Elephant: Bird's Eye View


From Rotterdam comes this four-piece band that describes its sound as "mellow pop music with an eccentric edge, for fans of Wilco, Andy Shauf and Big Thief." The group launched last year - not the best time to be starting out in the music business - but achieved success with debut single "Midnight in Manhattan." This follow-up is described as "a sweet and haunting song about coming to terms with faded dreams and getting older." The band is joined on this track by pedal steel guitarist Stefan Wolfs.

Saturday, January 2, 2021

New year, new music: Carsie Blanton, Stevie Wonder, Forest Sun, Tired Lion, The Metal Byrds


Carsie Blanton: Be Good


This New Orleans-based singer, songwriter, bandleader and playful revolutionary chose the first moment of 2021 to release a "song about kindness and courage, to ring in a year that's sure to require lots of both." The lyric uses the examples of two famous preachers of love and equality to highlight how dangerous those notions always have been to society's power structure. The single is the first from Love & Rage, the new album from Blanton and her band, due in late April.

Stevie Wonder: Where Is Our Love Song?


With a similar message about "our need for love, peace and unity,” Wonder recently released his first new music in over a decade. On this track, backed by Gary Clark Jr. on guitar, he sings: "Where are our words with hope, prayer for peace, and our desperately needed song of love?" He told Rolling Stone he wrote the beginnings of the song in 1968, when he was 18, and completed it last year with new lyrics.

Forest Sun: Already Home


This self-described troubadour brings a California laid-back style to his music, which draws on influences including gospel, soul, reggae, Americana, blues and jazz. Following his late-2019 LP Brighter Day, he began releasing songs on a monthly basis. Those are now collected on the new album, Stubborn Breathing Heart, which came out New Year's Day. He's been heard frequently on the Birch Street Bistro, our daily hour of singer-songwriters, acoustic bands and the like. Our pick for the New Music bin is this folk-rock-style song with a natural singalong chorus. 

Tired Lion: Breakfast for Pathetics


After establishing this alt-rock band in Perth, Australia, and releasing its debut album (Dumb Days) in 2017, frontwoman Sophie Hopes moved across the continent to Brisbane. As NME reports, "while the relocation brought her closer to her partner, Violent Soho’s Luke Boerdam, it meant leaving behind a lot of personal history – as well as her bandmates." So, on this second LP, Hopes plays all the guitar and keyboard parts, accompanied only by Violent Soho drummer Michael Richards. "What hasn’t changed is the way Hopes fully embraces ’90s indie rock and grunge, leaning into its tangled guitars and quiet/loud kick to chronicle the gloriously messy feelings she observes in and around her."

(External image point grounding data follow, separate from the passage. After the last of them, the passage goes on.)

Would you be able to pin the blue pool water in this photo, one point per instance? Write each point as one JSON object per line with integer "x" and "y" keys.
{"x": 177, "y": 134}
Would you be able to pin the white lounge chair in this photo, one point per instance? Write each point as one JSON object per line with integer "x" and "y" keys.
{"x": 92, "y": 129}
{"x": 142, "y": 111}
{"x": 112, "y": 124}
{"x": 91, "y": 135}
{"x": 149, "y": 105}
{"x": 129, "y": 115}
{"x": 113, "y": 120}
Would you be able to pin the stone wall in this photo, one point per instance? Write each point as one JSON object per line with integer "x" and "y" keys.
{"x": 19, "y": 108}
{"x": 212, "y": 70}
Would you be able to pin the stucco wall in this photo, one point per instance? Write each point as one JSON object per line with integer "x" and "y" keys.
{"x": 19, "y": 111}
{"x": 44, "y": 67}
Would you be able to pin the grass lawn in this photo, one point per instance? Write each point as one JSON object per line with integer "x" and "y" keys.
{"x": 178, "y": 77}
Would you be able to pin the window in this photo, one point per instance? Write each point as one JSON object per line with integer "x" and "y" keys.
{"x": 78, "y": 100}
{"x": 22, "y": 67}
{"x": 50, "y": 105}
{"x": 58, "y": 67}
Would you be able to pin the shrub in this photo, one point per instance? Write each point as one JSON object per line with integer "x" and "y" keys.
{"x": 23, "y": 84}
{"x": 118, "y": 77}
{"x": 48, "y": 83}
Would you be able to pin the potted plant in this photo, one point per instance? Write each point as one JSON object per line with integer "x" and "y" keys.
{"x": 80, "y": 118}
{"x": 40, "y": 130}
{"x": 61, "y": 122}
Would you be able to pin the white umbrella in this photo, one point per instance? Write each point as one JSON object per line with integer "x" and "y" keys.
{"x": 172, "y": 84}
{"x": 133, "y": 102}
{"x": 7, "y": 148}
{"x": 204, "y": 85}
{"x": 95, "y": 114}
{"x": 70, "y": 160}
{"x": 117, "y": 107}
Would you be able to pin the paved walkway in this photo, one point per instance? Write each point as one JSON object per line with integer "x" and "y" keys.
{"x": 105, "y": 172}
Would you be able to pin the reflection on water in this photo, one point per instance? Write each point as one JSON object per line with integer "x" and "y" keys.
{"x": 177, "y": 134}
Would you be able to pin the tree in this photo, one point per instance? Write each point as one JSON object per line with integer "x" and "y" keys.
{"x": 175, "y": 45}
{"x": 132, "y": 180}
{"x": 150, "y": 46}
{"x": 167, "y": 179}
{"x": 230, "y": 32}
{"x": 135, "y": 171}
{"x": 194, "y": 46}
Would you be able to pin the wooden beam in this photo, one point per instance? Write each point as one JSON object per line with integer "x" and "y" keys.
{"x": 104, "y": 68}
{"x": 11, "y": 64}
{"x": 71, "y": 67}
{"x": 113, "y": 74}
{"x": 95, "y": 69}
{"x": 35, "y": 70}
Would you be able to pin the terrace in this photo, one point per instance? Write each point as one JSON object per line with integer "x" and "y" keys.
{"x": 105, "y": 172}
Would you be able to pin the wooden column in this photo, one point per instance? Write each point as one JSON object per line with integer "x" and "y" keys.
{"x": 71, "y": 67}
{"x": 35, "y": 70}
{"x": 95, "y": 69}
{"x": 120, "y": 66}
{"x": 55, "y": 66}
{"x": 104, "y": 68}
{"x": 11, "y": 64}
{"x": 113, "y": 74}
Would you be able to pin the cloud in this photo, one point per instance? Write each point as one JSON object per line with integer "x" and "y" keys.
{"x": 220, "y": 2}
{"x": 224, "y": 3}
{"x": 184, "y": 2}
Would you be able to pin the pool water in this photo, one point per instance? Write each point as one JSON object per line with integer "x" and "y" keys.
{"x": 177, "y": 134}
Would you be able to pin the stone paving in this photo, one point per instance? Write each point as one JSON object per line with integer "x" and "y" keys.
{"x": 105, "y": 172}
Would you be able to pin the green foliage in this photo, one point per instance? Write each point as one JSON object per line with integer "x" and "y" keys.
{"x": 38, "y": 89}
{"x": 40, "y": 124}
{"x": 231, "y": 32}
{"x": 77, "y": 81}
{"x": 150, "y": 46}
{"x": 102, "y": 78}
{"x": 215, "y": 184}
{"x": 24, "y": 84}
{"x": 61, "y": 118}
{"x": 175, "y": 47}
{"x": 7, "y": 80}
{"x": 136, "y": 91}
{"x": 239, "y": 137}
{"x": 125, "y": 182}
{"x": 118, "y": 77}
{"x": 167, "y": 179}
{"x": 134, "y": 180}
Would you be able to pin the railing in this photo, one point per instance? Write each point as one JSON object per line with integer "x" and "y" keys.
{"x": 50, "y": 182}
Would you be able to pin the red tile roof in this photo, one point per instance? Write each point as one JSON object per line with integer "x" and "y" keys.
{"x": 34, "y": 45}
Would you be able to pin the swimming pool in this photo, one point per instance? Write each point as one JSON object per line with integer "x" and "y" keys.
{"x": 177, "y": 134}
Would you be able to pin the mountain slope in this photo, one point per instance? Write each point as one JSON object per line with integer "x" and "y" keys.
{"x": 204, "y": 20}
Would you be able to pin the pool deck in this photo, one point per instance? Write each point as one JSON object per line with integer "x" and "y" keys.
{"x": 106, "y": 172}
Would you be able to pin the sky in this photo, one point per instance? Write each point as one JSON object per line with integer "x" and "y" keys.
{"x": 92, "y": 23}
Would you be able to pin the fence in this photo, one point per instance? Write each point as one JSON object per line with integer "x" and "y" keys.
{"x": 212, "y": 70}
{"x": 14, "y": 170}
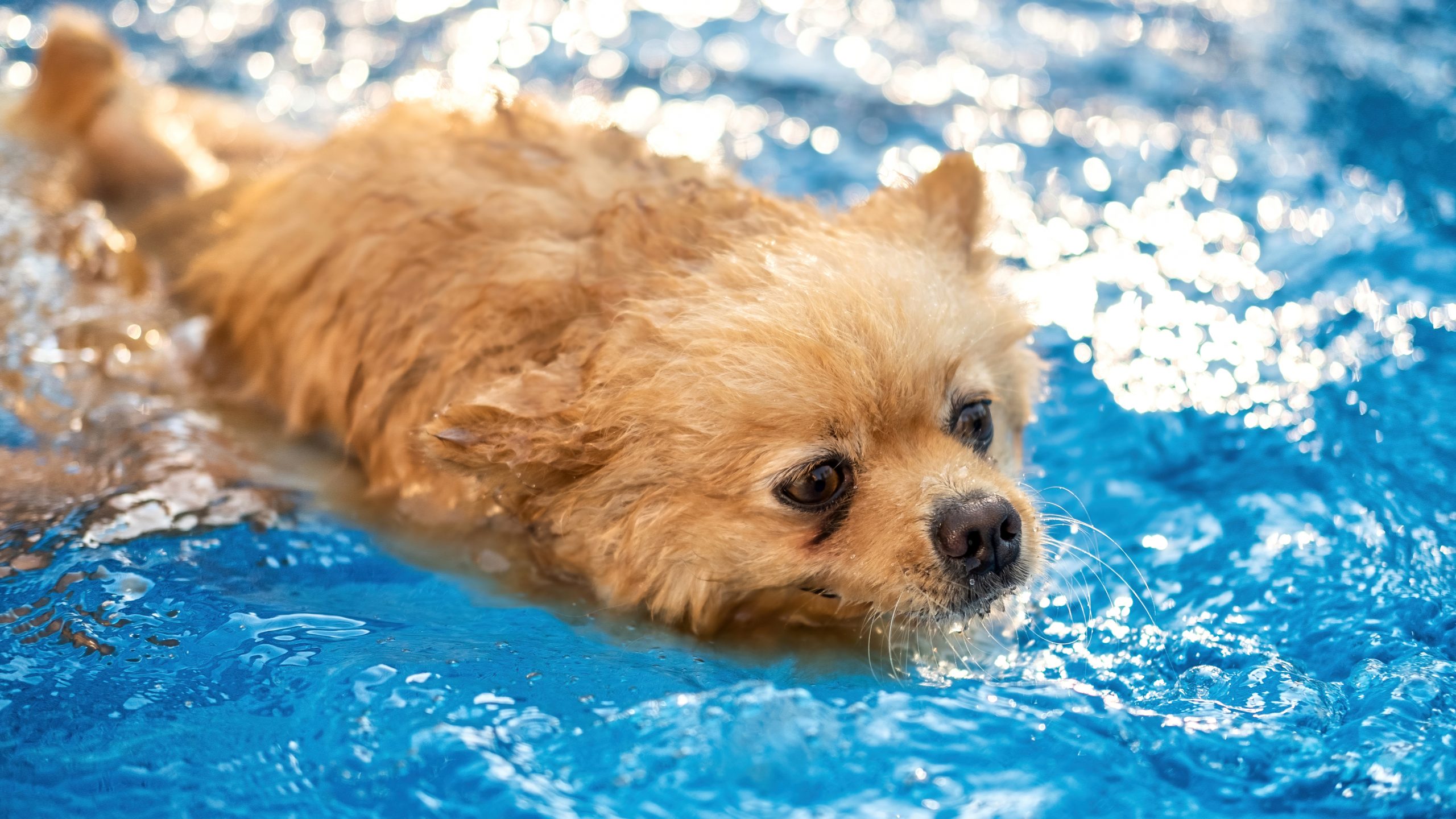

The Metal Byrds: Impossible


Despite the "byrds" spelling and Austin, Texas, origins, this isn't a jangly Americana band. Their music is classic hard rock with female vocals - think Joan Jett, Pat Benatar, Patty Smyth. Eclectic Music Lover describes it as "infused with healthy doses of rock’n’roll and power pop, along with enough metal in the mix to give their songs a dark, edgy quality." The group formed in 2018, after a mutual friend introduced London-born singer-songwriter Suzanne Birdie and guitarist Sly Rye Dovey. Their third EP, Life in 20, came out in late 2020 and includes this goodbye-to-you sendoff to someone who's "impossible to love."